The natural map $$H^0(X,L)\to H^0(U,L|_U)$$ is an isomorphsim.
It is easy to see the injectivity, as varieties are irreducible, hence $U$ is dominant. For surjectivity I am not sure if it's true. But if it is, I think it should be something like Hartogs' theorem.
My attampt 1:
Any section $s\in H^0(U,L|_U)$ can be viewed as a rational function on $U$, hence is automatically a rational function $\tilde s$ on $X$. So remains to check the conditions on valuations are the same, that is, for any irreducible divisor $Z$ on $X$, $ord_Z(\tilde s)$ in $X$ should be consistent with $ord_{Z\cap U}(s)$ in $U$. But I have no idea how to do it then.
My attampt 2:
We can find a set of open balls $B_i$ which covers $X$. Then for every section $s\in H^0(U,L|_U)$, the restriction $s_i=s|_{B_i\cap U}$ can be viewed as a holomorphic function, by Hartogs' extension theorem we can extend it to $\tilde s_i$ on $B_i$, and then glue to a section on $X$. It seems this is done?
Let $X = \cup U_i$ be a finite open affine covering of $X$. We have the following commutative diagram which is left exact.
$\require{AMScd} \begin{CD} 0 @> >> H^0(X,L) @> >> \prod^i H^0(U_i,L_{U_i}) @> >> \prod^{ij}H^0(U_{ij}, L_{U_{ij}})\\ @VVV @VVV @VVV @VVV\\ 0 @> >> H^0(U,L) @> >> H^0(U\cap U_i,L_{U_i}) @> >> H^0(U \cap U_{ij}, L_{U_{ij}}); \end{CD}$
Now, as already pointed out in the question the first map is injective. A similar argument, would say that the second and third vertical maps are also injective. Also note that since second and third vertical maps are surjective as well. This is a corollary of the fact that $L_{U_i}$ and $L_{U_{ij}}$ are trivial and sections over open sets with complement of codimension 2 can always be extended to all of space when thn ambient space is normal.

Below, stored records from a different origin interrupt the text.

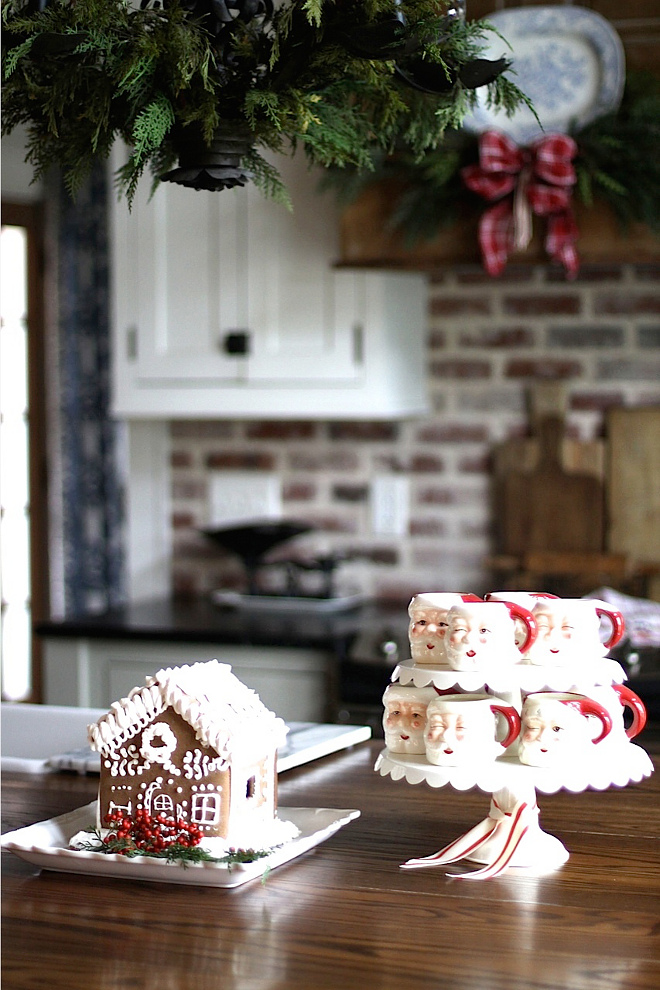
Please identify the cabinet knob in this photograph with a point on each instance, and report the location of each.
(236, 342)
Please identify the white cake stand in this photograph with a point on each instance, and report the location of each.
(510, 836)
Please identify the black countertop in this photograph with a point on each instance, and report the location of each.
(201, 621)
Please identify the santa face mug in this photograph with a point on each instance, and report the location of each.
(404, 717)
(558, 728)
(428, 625)
(482, 635)
(463, 728)
(528, 599)
(569, 631)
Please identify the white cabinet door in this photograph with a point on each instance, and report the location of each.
(197, 272)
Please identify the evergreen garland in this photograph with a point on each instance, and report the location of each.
(321, 75)
(618, 162)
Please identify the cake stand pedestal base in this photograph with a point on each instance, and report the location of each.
(509, 836)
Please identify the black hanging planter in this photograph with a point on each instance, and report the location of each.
(216, 166)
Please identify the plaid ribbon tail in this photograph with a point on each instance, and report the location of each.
(496, 236)
(561, 239)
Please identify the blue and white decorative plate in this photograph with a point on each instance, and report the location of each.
(568, 60)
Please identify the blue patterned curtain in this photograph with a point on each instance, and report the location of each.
(92, 497)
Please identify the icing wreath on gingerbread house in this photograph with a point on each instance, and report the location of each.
(198, 745)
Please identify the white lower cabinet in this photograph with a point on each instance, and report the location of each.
(295, 683)
(227, 304)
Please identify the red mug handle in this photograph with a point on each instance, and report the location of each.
(587, 706)
(618, 624)
(529, 622)
(632, 701)
(512, 720)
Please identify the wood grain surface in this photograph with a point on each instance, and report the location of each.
(345, 915)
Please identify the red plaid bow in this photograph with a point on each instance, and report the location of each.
(540, 178)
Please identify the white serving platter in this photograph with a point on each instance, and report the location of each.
(568, 60)
(45, 844)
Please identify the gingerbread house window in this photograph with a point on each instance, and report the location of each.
(206, 809)
(164, 803)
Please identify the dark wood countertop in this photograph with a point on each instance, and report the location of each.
(345, 915)
(201, 621)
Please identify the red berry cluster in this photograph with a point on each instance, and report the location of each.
(145, 833)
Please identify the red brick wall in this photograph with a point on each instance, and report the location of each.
(488, 341)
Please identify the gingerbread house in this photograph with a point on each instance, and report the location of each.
(194, 743)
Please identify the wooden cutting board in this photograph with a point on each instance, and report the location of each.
(548, 507)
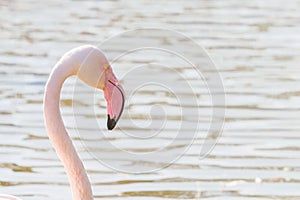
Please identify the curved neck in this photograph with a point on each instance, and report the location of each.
(80, 185)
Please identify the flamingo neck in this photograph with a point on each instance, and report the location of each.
(61, 141)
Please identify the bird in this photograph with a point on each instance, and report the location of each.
(90, 65)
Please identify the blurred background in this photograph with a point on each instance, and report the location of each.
(255, 46)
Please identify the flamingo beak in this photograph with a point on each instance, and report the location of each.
(116, 105)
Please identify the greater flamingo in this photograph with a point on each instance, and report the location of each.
(90, 65)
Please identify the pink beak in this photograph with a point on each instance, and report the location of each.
(115, 103)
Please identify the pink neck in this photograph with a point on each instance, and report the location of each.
(81, 187)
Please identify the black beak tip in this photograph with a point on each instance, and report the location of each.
(111, 123)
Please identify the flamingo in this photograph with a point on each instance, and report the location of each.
(90, 65)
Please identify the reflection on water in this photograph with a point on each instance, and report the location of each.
(256, 48)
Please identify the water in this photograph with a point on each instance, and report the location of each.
(255, 45)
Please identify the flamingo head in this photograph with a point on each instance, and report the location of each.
(115, 98)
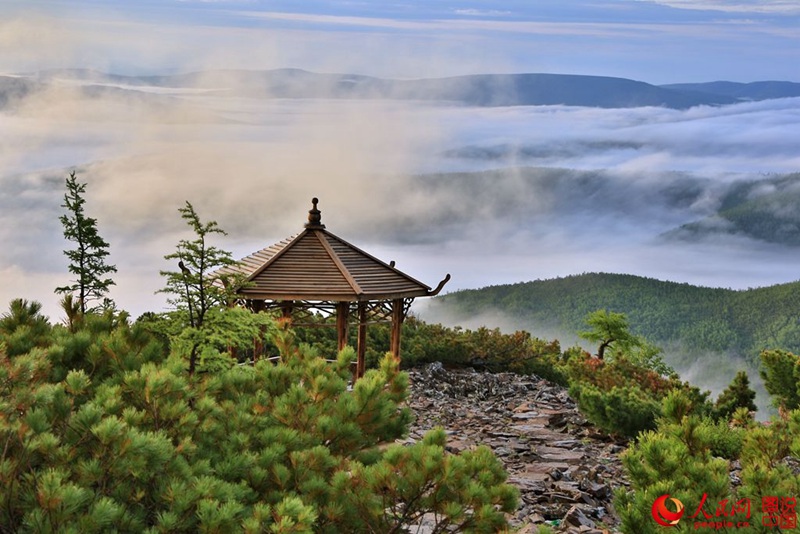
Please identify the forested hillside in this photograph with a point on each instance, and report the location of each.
(699, 318)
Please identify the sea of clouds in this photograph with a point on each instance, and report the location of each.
(563, 190)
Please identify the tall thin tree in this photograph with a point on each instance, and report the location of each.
(202, 282)
(88, 258)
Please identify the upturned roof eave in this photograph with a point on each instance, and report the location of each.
(330, 297)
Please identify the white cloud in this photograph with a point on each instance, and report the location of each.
(776, 7)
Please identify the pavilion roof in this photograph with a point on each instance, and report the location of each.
(317, 265)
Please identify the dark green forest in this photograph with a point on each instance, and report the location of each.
(670, 314)
(176, 422)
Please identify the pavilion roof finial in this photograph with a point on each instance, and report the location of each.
(314, 215)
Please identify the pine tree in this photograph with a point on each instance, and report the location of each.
(737, 395)
(103, 433)
(611, 330)
(88, 258)
(780, 370)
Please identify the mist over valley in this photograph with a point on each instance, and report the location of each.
(493, 195)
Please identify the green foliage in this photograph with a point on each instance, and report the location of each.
(781, 373)
(88, 258)
(611, 330)
(24, 327)
(196, 287)
(102, 433)
(698, 319)
(737, 395)
(625, 410)
(203, 291)
(675, 460)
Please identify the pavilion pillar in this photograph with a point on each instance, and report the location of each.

This argument could also be written in more cohomological language as following: Let $Z = X\setminus U$. Consider the following long exact sequence
$0 \rightarrow H^0_Z(X,L) \rightarrow H^0(X,L) \rightarrow H^0(U,L) \rightarrow H^1_Z(X,L) \rightarrow \dots$
Since $Z$ is of codimension 2 in a smooth projective variety, then $depth_{I(Z)}L \geq 2$. It follows from computation from local cohomology that $H^i_Z(X,L) = 0$, for $i = 0,1$. Thus it follows that the restriction map
$H^0(X,L) \rightarrow H^0(U,L_{U})$
is an isomorphism.